This is an example for the deprecated BinaryMemtable bulk-load interface.

Inserting data through the binary memtable, allows you to skip the
commit log overhead, and an ack from Thrift on every insert. The
example below utilizes Hadoop to generate all the data necessary to
send to Cassandra, and sends it using the Binary Memtable
interface. What Hadoop ends up doing is creating the actual data that
gets put into an SSTable as if you were using Thrift. With enough
Hadoop nodes inserting the data, the bottleneck at this point should
become the network.

We recommend adjusting the compaction threshold to 0 while the import
is running. After the import, you need to run `nodeprobe -host <IP>
flush_binary <Keyspace>` on every node, as this will flush the
remaining data still left in memory to disk. Then it's recommended to
adjust the compaction threshold to it's original value.
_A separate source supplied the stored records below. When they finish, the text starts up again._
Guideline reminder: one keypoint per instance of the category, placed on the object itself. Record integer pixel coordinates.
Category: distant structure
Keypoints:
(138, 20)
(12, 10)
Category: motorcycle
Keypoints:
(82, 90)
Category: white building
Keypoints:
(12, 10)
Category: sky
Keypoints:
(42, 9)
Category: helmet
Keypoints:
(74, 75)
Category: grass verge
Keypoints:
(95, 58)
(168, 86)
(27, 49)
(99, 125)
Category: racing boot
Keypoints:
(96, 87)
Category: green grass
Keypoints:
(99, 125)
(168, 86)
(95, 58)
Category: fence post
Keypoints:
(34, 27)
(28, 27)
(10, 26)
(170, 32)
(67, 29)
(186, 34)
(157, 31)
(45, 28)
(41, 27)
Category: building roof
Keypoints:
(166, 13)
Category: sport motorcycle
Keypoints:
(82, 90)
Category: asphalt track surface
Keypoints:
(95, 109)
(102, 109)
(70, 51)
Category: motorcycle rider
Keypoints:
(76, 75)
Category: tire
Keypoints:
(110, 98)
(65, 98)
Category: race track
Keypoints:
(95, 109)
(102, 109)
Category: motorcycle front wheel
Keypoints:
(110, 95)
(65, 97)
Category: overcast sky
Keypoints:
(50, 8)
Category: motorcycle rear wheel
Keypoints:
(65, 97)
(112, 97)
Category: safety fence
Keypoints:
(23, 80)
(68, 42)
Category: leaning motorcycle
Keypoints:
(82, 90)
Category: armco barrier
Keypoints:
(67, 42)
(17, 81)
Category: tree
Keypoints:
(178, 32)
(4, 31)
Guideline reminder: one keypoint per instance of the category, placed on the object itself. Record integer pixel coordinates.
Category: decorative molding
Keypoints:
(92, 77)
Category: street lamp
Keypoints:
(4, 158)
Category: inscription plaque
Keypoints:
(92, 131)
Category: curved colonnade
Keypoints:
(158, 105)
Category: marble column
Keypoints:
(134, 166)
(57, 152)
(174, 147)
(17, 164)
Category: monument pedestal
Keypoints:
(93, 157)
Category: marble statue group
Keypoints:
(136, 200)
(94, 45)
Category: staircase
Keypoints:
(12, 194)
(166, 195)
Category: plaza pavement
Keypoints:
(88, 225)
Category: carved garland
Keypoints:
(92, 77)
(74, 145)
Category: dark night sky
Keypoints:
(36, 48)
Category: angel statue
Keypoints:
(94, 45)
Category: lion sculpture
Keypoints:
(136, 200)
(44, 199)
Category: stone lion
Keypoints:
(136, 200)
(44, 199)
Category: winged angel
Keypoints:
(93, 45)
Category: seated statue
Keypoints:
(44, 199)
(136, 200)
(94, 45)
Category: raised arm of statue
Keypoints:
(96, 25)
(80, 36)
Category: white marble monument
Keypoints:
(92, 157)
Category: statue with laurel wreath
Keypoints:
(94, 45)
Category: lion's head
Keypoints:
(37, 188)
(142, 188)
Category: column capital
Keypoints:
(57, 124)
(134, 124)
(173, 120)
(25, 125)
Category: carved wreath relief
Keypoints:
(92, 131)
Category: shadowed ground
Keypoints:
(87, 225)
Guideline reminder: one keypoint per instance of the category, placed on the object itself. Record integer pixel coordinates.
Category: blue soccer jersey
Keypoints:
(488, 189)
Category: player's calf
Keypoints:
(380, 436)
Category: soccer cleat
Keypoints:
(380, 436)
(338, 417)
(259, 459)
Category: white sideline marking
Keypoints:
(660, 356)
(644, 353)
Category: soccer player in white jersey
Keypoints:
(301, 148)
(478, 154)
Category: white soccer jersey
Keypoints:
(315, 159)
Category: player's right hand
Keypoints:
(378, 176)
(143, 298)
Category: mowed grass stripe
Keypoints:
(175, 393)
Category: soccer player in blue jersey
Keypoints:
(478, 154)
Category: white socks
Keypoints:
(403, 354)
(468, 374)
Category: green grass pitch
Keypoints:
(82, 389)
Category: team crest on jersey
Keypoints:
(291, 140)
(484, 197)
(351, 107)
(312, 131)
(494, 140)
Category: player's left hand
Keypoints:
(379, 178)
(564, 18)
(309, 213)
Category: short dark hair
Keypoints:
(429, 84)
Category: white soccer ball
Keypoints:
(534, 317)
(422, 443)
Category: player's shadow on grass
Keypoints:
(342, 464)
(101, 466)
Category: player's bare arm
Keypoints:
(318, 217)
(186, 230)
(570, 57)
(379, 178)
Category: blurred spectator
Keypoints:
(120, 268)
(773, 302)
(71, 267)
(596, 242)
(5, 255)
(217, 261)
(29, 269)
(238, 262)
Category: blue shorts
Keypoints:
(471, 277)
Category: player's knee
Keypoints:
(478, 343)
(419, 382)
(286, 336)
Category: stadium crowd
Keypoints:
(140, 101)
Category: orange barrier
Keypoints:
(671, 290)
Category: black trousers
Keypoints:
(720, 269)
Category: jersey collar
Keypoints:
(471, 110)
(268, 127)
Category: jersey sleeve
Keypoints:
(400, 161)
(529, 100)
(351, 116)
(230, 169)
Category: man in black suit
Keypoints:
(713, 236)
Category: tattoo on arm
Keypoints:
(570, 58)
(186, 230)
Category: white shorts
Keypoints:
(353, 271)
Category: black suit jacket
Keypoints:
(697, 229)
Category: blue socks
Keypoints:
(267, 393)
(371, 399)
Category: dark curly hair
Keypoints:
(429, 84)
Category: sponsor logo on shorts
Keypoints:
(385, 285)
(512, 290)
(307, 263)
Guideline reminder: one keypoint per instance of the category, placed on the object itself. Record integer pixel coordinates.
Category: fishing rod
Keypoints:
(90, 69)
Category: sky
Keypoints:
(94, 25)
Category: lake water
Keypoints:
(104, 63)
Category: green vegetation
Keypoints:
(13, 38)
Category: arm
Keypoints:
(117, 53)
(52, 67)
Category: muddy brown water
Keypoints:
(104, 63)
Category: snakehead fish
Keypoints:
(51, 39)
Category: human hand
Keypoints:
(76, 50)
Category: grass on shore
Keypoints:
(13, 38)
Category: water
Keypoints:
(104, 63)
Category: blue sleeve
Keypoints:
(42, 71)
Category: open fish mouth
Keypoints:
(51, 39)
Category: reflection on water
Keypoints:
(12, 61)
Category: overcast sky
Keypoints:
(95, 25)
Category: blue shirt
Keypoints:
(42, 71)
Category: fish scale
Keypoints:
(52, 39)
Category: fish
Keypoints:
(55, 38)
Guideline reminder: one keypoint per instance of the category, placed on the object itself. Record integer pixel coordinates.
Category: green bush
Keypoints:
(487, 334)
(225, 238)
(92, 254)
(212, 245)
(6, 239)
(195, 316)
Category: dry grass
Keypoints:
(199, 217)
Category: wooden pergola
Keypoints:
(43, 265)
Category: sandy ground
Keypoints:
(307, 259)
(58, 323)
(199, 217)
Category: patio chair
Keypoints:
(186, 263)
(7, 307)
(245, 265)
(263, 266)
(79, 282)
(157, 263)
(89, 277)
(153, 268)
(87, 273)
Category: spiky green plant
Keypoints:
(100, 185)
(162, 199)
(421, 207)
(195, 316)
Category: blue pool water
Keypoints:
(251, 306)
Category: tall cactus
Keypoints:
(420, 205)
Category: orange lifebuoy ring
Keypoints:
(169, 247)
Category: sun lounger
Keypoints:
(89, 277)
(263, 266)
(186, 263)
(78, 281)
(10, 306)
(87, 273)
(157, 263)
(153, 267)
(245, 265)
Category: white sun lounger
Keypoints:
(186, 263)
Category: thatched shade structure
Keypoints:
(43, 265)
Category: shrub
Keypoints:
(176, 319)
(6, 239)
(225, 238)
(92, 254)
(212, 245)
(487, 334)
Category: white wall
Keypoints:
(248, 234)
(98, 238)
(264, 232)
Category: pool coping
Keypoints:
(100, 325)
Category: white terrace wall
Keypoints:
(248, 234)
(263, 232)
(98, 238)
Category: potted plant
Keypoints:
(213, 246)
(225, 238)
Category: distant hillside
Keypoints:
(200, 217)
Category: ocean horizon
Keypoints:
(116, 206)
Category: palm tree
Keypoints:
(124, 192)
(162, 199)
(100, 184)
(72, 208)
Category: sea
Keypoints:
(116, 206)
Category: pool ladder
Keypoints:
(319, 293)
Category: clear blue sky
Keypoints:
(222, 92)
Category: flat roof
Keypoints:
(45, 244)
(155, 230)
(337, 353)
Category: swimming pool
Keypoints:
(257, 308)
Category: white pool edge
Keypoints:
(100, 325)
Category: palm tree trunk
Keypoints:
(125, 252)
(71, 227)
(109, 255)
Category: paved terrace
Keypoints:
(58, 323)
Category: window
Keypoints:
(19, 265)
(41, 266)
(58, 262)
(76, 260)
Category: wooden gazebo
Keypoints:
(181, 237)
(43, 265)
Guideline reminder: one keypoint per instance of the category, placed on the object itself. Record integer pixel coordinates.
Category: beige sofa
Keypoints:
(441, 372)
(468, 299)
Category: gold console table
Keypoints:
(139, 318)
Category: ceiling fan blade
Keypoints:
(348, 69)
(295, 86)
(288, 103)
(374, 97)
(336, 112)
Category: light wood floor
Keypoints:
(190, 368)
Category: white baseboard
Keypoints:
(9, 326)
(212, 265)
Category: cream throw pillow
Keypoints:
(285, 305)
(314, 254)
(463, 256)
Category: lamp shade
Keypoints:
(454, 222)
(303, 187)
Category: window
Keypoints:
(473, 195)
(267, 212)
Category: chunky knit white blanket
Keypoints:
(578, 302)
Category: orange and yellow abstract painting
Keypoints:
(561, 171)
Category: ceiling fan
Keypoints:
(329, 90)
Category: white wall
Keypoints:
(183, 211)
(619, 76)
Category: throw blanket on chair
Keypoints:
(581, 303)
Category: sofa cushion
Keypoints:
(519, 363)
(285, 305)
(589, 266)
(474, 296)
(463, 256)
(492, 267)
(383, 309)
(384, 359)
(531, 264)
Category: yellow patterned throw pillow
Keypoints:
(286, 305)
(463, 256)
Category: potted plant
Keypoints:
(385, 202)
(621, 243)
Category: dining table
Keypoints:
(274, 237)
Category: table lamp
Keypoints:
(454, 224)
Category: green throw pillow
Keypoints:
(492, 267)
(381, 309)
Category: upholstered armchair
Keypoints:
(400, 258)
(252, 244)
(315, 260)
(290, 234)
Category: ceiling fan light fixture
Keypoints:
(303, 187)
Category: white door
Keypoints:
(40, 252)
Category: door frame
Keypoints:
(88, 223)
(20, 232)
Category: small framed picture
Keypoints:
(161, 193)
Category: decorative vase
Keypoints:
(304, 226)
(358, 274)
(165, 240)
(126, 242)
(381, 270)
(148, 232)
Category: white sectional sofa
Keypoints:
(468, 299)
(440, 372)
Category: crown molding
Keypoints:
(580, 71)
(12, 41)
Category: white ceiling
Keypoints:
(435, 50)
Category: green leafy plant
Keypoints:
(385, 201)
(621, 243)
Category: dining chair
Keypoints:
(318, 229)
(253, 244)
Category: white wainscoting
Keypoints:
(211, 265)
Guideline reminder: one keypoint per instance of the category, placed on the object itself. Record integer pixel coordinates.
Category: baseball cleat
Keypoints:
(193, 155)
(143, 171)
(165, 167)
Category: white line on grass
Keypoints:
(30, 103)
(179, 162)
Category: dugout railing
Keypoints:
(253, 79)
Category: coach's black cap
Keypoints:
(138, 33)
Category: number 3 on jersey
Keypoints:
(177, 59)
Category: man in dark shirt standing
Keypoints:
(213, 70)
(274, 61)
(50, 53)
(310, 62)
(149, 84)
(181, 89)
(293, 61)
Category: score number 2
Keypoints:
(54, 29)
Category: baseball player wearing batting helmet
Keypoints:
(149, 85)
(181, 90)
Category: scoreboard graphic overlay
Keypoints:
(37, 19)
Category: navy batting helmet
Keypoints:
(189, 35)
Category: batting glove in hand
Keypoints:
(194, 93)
The example in CassandraBulkLoader.java is a sample Hadoop job that
inserts SuperColumns. It can be tweaked to work with normal Columns.

You should construct your data you want to import as rows delimited by
a new line. You end up grouping by <Key> in the mapper, so that
the end result generates the data set into a column oriented
subset. Once you get to the reduce aspect, you can generate the
ColumnFamilies you want inserted, and send it to your nodes.

For Cassandra 0.6.4, we modified this example to wait for acks from
all Cassandra nodes for each row before proceeding to the next.  This
means to keep Cassandra similarly busy you can either
1) add more reducer tasks,
2) remove the "wait for acks" block of code,
3) parallelize the writing of rows to Cassandra, e.g. with an Executor.

THIS CANNOT RUN ON THE SAME IP ADDRESS AS A CASSANDRA INSTANCE.